Layoffs Signal an Industry in Retrenchment
The financial squeeze has translated directly into job losses. In 2024, at least 192 rounds of layoffs were reported across the biopharma industry, a slight increase from 187 in 2023. Among the 86 companies that disclosed specific numbers, more than 15,100 people lost their jobs. Big Pharma layoff rounds jumped 281% compared to the prior year, reflecting that the pain has spread beyond cash-strapped startups to established companies restructuring after failed programs or preparing for lower future revenues.
Layoffs create a feedback loop. Talented scientists and executives leave the industry or become more cautious about joining early-stage companies, which slows innovation. Investors see the cuts as a sign of distress, which makes it harder for companies to raise the capital they need to avoid further cuts.

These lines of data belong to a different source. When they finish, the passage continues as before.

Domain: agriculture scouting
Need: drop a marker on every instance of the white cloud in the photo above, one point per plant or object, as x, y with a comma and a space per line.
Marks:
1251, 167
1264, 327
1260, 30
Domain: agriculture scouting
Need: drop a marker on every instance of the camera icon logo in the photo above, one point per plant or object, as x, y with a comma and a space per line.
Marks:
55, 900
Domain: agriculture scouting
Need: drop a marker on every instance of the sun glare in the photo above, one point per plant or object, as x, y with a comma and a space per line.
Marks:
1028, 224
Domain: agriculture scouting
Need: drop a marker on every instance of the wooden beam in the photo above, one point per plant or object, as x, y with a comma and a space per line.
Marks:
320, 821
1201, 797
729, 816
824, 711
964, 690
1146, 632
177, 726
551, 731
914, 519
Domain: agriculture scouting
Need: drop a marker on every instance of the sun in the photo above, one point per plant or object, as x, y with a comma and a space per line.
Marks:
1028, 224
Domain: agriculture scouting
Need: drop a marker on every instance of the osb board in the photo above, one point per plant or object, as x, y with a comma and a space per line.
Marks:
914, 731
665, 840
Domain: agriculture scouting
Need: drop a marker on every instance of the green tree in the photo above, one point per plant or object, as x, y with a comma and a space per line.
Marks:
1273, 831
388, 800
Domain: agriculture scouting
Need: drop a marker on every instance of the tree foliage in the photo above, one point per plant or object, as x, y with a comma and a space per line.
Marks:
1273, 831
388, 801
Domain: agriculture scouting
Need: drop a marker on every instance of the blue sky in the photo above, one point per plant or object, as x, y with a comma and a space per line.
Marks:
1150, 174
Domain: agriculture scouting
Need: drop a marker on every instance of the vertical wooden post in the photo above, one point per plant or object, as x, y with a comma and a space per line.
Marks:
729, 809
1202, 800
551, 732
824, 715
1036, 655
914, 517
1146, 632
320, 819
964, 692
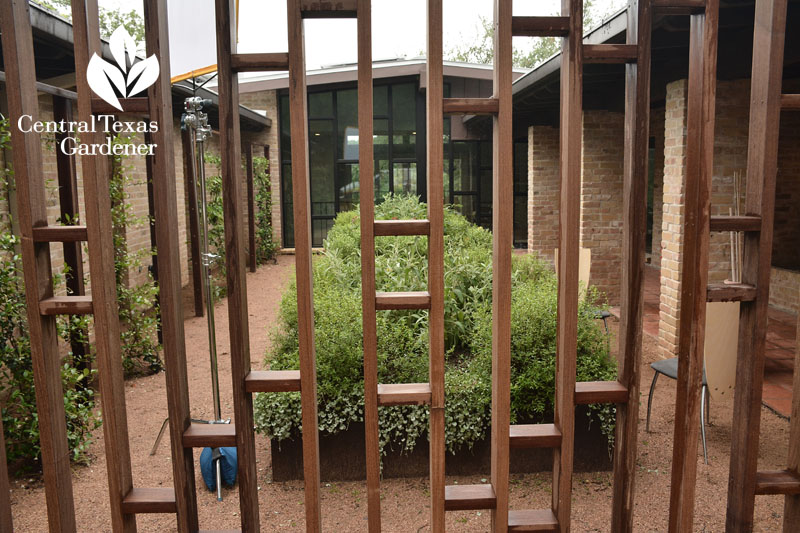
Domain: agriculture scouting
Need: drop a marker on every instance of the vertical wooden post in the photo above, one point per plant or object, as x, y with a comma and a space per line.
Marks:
435, 173
367, 214
96, 175
791, 506
6, 524
251, 208
298, 106
190, 179
68, 200
166, 220
694, 268
19, 62
230, 143
634, 191
502, 244
762, 159
151, 212
569, 222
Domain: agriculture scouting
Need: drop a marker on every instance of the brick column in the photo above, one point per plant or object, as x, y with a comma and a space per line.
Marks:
543, 187
730, 156
672, 218
657, 132
601, 198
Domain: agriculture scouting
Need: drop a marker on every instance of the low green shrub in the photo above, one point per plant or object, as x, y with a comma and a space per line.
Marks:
17, 392
401, 264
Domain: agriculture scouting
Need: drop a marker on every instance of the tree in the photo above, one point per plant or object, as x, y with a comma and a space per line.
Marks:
110, 19
482, 50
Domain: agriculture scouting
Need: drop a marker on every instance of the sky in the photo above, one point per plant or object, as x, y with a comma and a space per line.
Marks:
398, 27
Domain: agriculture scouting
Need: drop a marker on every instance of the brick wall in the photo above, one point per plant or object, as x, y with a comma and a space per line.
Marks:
543, 190
730, 157
672, 214
137, 237
601, 198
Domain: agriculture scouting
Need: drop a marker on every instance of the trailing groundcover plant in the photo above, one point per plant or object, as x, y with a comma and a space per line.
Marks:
401, 264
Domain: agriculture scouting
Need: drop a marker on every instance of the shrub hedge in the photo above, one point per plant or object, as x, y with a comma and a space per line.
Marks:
401, 264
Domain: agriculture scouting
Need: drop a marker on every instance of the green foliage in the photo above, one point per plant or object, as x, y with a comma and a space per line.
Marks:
401, 264
266, 247
17, 393
216, 224
138, 308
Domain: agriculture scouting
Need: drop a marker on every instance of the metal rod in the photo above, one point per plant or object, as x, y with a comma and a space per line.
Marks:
207, 260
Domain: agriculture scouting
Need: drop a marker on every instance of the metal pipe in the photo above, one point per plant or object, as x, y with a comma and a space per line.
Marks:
207, 260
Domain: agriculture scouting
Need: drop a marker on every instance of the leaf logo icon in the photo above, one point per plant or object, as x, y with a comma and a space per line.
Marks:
108, 80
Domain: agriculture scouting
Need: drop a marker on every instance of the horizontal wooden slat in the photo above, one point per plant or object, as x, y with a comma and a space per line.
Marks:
679, 7
328, 8
535, 436
540, 26
259, 62
790, 101
209, 435
149, 500
610, 53
777, 482
138, 105
404, 394
731, 292
469, 497
470, 106
385, 301
600, 392
66, 305
532, 520
387, 228
60, 234
272, 381
735, 223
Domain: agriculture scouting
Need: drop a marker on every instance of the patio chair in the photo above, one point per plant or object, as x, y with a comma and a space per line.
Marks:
719, 361
669, 367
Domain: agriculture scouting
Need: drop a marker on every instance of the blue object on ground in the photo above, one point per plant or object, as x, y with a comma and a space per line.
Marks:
228, 467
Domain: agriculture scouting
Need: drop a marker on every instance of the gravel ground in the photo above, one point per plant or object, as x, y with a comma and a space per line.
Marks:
405, 501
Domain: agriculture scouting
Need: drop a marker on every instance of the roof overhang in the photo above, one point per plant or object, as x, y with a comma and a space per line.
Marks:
380, 70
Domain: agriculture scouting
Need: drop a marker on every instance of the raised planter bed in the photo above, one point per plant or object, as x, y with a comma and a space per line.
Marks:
342, 456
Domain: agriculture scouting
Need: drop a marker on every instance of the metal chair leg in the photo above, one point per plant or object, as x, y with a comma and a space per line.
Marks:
650, 399
703, 421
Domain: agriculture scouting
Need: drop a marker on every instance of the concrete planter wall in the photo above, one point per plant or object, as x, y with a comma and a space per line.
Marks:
342, 456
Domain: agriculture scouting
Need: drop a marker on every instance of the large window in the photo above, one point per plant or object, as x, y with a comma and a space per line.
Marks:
333, 152
399, 151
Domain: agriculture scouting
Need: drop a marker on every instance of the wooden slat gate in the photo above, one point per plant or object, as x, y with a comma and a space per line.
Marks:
127, 501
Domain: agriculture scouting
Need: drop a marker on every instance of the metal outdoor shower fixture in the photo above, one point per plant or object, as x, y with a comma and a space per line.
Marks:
196, 120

Where Biotech ETFs Stand Now
The two most widely tracked biotech funds tell a muted story. The iShares Biotechnology ETF (IBB), which leans toward large-cap names like Amgen and Gilead, has returned about 1.2% year to date with an annualized three-year return of 12.2%. The SPDR S&P Biotech ETF (XBI), which gives equal weight to smaller companies and better reflects the broader sector, shows a 3.7% year-to-date gain and an 18.9% annualized three-year return. Those numbers look respectable in isolation, but they pale next to the S&P 500’s run over the same period.
The gap between biotech and the broader market reflects every pressure described above: rates squeezing valuations, capital drying up, drugs failing, pricing power eroding, and political risk mounting. For biotech to meaningfully recover, investors will likely need to see sustained rate cuts, a healthier IPO market, and a string of clinical wins large enough to shift sentiment. Until then, the sector remains stuck in a cycle where the potential rewards are enormous but the near-term risks keep most generalist investors on the sidelines.